D'Ambrosio schiera il quintetto composto da Diviccaro, Urio, Jose David, Ferrante e Rago. Le prime
avvisaglie di un pomeriggio difficile vengono date da Rotondo, che per quattro volte non riesce a battere
Diviccaro, complice anche il palo in un'occasione. Prova a respirare la Playled con i tentativi di Jose David e
Rago e protetta da un solido Urio. Al 10' il Canosa passa con Urio che si fa tutta la metà campo avversaria e appoggia a Velasco che da 0 metri non può sbagliare. Nel miglior momento però il Capurso pareggia la garacon Lestingi che si fa murare da Diviccaro ma segna sulla ribattuta. Demotivata dal gol del pareggio, la squadra di casa non riesce a reagire e crolla per le proprie disattenzioni: segnano Campagna e Rotondo, al
riposo si va sull'1-3.
L'intervallo non riesce però a scuotere i rossoblu, che anzi subiscono subito un altro gol firmato Rotondo.

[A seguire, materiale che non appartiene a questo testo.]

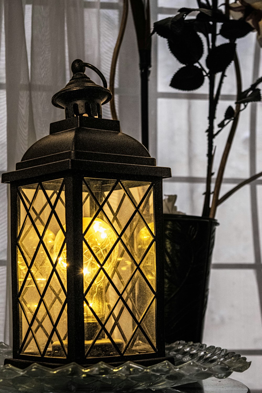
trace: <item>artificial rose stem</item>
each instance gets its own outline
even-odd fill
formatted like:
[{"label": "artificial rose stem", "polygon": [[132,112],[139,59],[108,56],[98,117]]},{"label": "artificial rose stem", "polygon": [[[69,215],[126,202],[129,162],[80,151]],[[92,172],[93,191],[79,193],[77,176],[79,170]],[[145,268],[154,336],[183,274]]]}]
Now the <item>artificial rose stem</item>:
[{"label": "artificial rose stem", "polygon": [[[235,57],[234,60],[235,66],[235,70],[236,72],[236,101],[238,101],[240,98],[240,95],[242,91],[242,82],[241,81],[241,75],[239,68],[239,63],[238,59],[236,52],[235,54]],[[227,140],[225,147],[225,149],[223,152],[223,155],[221,158],[220,165],[218,171],[218,175],[216,179],[215,187],[214,189],[214,194],[212,199],[212,203],[210,209],[209,213],[209,217],[211,218],[214,218],[216,214],[216,208],[218,206],[218,196],[220,191],[221,184],[223,180],[224,172],[225,167],[225,164],[227,160],[228,155],[230,151],[231,145],[233,141],[236,126],[238,121],[239,117],[239,113],[240,111],[240,104],[236,104],[236,108],[235,109],[235,115],[231,127],[231,129],[227,138]]]}]

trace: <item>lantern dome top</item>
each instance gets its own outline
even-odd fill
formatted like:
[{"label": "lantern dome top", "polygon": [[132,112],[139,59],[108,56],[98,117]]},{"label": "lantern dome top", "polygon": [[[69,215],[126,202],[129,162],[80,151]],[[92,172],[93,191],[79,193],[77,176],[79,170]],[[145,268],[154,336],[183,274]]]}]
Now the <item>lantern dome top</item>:
[{"label": "lantern dome top", "polygon": [[[84,73],[86,67],[98,74],[103,86]],[[65,109],[66,119],[51,123],[50,134],[32,145],[2,181],[71,169],[170,177],[170,168],[157,167],[141,143],[121,132],[119,121],[102,118],[101,106],[112,98],[102,73],[79,59],[71,69],[71,80],[52,99],[55,106]]]}]

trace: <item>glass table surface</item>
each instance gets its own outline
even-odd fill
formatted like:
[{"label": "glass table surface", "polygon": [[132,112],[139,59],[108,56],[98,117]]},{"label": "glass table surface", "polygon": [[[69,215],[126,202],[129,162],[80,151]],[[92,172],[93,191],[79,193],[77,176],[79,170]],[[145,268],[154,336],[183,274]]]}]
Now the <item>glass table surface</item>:
[{"label": "glass table surface", "polygon": [[154,391],[156,393],[250,393],[248,388],[241,382],[231,378],[218,379],[214,377],[209,378],[200,382],[193,382],[181,386],[175,386],[155,391],[147,389],[144,390],[129,390],[128,392],[127,391],[123,391],[122,392],[119,391],[120,393],[153,393]]}]

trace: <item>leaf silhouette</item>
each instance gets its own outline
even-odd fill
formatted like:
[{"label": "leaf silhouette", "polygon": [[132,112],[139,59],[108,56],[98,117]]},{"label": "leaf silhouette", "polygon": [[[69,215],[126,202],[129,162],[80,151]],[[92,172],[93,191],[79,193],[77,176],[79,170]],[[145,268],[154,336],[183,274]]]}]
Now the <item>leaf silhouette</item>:
[{"label": "leaf silhouette", "polygon": [[228,107],[225,112],[225,120],[229,120],[233,118],[235,114],[235,111],[231,105]]},{"label": "leaf silhouette", "polygon": [[211,49],[205,61],[207,67],[213,73],[225,71],[234,59],[236,44],[223,44]]},{"label": "leaf silhouette", "polygon": [[244,37],[253,29],[253,28],[245,20],[232,19],[224,22],[219,33],[225,38],[235,40],[237,38]]},{"label": "leaf silhouette", "polygon": [[176,72],[169,86],[179,90],[196,90],[202,86],[204,80],[201,68],[196,66],[186,66]]},{"label": "leaf silhouette", "polygon": [[255,89],[246,98],[237,101],[237,104],[246,104],[249,102],[255,102],[261,101],[261,94],[260,89]]},{"label": "leaf silhouette", "polygon": [[185,27],[181,34],[175,34],[172,39],[169,39],[168,45],[171,53],[182,64],[194,64],[203,55],[202,40],[189,25]]}]

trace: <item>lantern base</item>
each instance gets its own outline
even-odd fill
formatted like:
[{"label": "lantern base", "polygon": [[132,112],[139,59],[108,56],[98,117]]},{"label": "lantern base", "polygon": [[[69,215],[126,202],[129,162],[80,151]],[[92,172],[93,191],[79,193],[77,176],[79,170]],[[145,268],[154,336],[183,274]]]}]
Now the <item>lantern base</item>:
[{"label": "lantern base", "polygon": [[[154,358],[153,359],[139,359],[137,360],[132,360],[132,361],[138,364],[140,364],[141,365],[147,366],[157,364],[158,363],[160,363],[161,362],[165,362],[166,360],[168,360],[170,363],[174,364],[174,358],[172,356]],[[99,361],[101,361],[101,360],[99,358],[97,358],[97,363]],[[124,362],[125,360],[121,362],[108,362],[108,364],[110,364],[111,365],[118,367],[120,365],[123,364],[123,363]],[[66,364],[68,364],[67,363],[53,363],[51,362],[50,363],[48,362],[48,363],[46,362],[33,362],[30,360],[21,360],[21,359],[8,358],[5,359],[4,364],[5,365],[5,364],[11,364],[15,367],[17,367],[18,368],[23,370],[24,369],[26,368],[27,367],[29,367],[29,366],[35,363],[37,363],[38,364],[40,364],[41,365],[44,366],[45,367],[49,367],[50,368],[57,368],[58,367],[61,367],[62,366],[66,365]],[[85,367],[92,365],[92,364],[90,363],[85,363],[84,364],[81,364],[81,365],[82,365],[83,367]]]}]

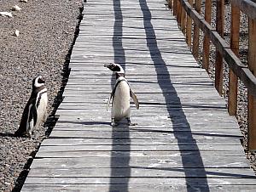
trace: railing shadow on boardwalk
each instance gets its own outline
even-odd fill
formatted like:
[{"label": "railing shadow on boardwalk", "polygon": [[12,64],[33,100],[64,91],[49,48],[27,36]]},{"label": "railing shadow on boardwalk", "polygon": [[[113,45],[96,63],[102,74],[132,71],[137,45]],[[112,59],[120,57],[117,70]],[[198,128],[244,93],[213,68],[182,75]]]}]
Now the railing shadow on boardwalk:
[{"label": "railing shadow on boardwalk", "polygon": [[[113,25],[113,62],[119,64],[124,71],[125,71],[125,49],[122,44],[122,35],[123,35],[123,16],[120,5],[120,0],[113,0],[113,12],[114,12],[114,25]],[[113,74],[111,77],[112,88],[115,84],[115,75]],[[120,125],[121,126],[121,125]],[[119,150],[118,145],[120,144],[120,141],[115,139],[115,135],[117,135],[117,129],[113,128],[112,130],[112,150],[111,150],[111,159],[110,159],[110,182],[109,182],[109,190],[112,191],[122,191],[128,192],[129,178],[131,177],[131,168],[130,168],[130,150],[131,150],[131,139],[129,127],[127,125],[123,125],[122,127],[127,131],[122,132],[122,139],[125,139],[125,148],[124,149],[125,153],[120,153],[119,158],[116,158],[116,151]],[[125,171],[119,175],[119,172],[116,167],[119,165],[121,167],[125,167]],[[117,189],[117,184],[121,184],[122,189]]]},{"label": "railing shadow on boardwalk", "polygon": [[[145,33],[146,33],[146,38],[147,38],[147,46],[148,48],[149,53],[150,53],[150,56],[151,59],[154,62],[154,65],[155,66],[155,71],[157,74],[157,80],[158,80],[158,83],[160,88],[162,89],[163,91],[163,96],[165,98],[166,103],[171,103],[171,99],[175,99],[179,101],[177,104],[177,107],[181,109],[181,116],[177,118],[177,116],[173,116],[172,114],[172,111],[170,110],[170,108],[166,107],[166,110],[169,113],[170,116],[170,119],[173,125],[173,133],[174,133],[174,137],[177,138],[177,145],[179,147],[180,150],[180,154],[181,154],[181,158],[182,158],[182,163],[183,163],[183,172],[185,175],[185,181],[186,181],[186,187],[187,187],[187,190],[188,191],[191,191],[193,189],[197,189],[200,191],[209,191],[209,186],[208,186],[208,183],[207,183],[207,172],[206,170],[204,168],[204,164],[203,164],[203,161],[202,158],[201,156],[201,153],[199,151],[199,148],[197,146],[196,141],[193,138],[193,134],[191,133],[191,129],[190,129],[190,126],[189,123],[186,118],[186,116],[183,112],[183,110],[182,110],[182,105],[180,103],[180,99],[175,91],[175,88],[173,87],[172,81],[171,81],[171,76],[170,74],[168,72],[168,70],[166,66],[166,63],[161,56],[161,53],[159,50],[158,45],[157,45],[157,42],[156,42],[156,37],[155,37],[155,32],[153,27],[153,25],[151,23],[151,19],[152,19],[152,15],[151,15],[151,12],[148,7],[147,2],[146,0],[139,0],[139,3],[140,3],[140,7],[143,12],[143,25],[144,25],[144,29],[145,29]],[[148,43],[148,38],[150,37],[151,39],[151,43]],[[153,38],[152,38],[153,37]],[[152,41],[154,41],[154,43],[152,43]],[[156,67],[156,65],[160,65],[160,67]],[[162,72],[165,72],[165,74],[166,74],[166,78],[165,81],[163,81],[160,78],[160,74],[162,74]],[[173,90],[173,94],[172,94],[172,98],[170,98],[169,94],[165,93],[164,90],[166,89],[166,86],[169,85],[169,89],[170,90]],[[195,184],[193,179],[189,178],[191,173],[189,172],[191,172],[191,169],[189,169],[188,167],[191,167],[191,161],[190,161],[190,158],[189,158],[189,156],[188,155],[187,152],[183,150],[183,147],[181,146],[182,144],[182,141],[180,139],[180,138],[182,138],[183,136],[183,133],[176,131],[175,129],[175,126],[179,124],[180,122],[180,119],[183,120],[183,121],[184,122],[185,127],[188,128],[189,132],[187,132],[187,139],[189,140],[189,142],[191,143],[191,144],[195,145],[197,153],[195,153],[193,155],[193,159],[194,159],[194,162],[195,165],[192,165],[193,167],[201,167],[201,184],[200,184],[200,185],[198,185],[198,184]]]}]

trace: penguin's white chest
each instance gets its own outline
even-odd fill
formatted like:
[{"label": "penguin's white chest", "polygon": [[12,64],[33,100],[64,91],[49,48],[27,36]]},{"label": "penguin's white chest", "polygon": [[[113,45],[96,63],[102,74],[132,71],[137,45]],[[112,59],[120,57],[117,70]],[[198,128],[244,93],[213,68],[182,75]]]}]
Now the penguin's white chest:
[{"label": "penguin's white chest", "polygon": [[130,117],[130,87],[125,81],[120,82],[116,87],[112,107],[112,118],[120,121]]},{"label": "penguin's white chest", "polygon": [[45,93],[42,93],[38,99],[39,99],[39,100],[38,100],[38,105],[37,108],[38,121],[37,121],[37,123],[35,126],[36,127],[43,121],[43,118],[46,113],[46,108],[47,108],[47,103],[48,103],[47,93],[45,92]]}]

Accorciano i padroni di casa, con il filtrante di Jose David deviato nella propria porta da Campagna. Il Canosa ci crede e segna ancora con Jose David su punizione. Sliding doors della partita: Rago centra l'incrocio, sul ribaltamento di fronte Garofalo scarica un bolide sotto la traversa, ristabilendo il doppio vantaggio nei minuti di maggior pressione della Playled. Ancora Jose David accorcia su penalty concesso per l'atterramento di Rago, ma è un fuoco di paglia, poiché Mazzilli e Rotondo chiudono la gara. D'Ambrosio si gioca la disperata carta del quinto di movimento, ma la scelta non paga: Rotondo serve a Garofalo la palla
dell'8-4. La rete di Velasco suona come il canto del cigno per la Playled Canosa, che subisce ancora due gol con la porta sguarnita ad opera di Garofalo e Mazzilli. Il match si chiude sul 5-10.
Si poteva fare di più e ci si aspettava di più. I ritmi compassati e una rara ricerca della verticalità non hanno
permesso ai padroni di casa di superare l'ostica difesa biancorossa diretta da Demola. In più i gol subiti nel
miglior momento, quando la squadra sembrava poter riprendere la partita, sono stati delle autentiche mazzate sul morale dei giocatori, che, con le prime due della classe, hanno raccolto 0 punti, segnato 9 gol e uscendone 16, decisamente troppi.
Grande attesa quindi per la prossima settimana, nella delicata trasferta di Bisceglie, dove la squadra è già
caduta in Coppa della Divisione e vorrà certamente rifarsi di quella sconfitta e degli ultimi, deludenti
risultati, per raddrizzare una classifica ben diversa da quella di qualche settimana fa. Servirà uno scatto d'orgoglio da parte di tutti. E quello, lo sappiamo, non è mai mancato.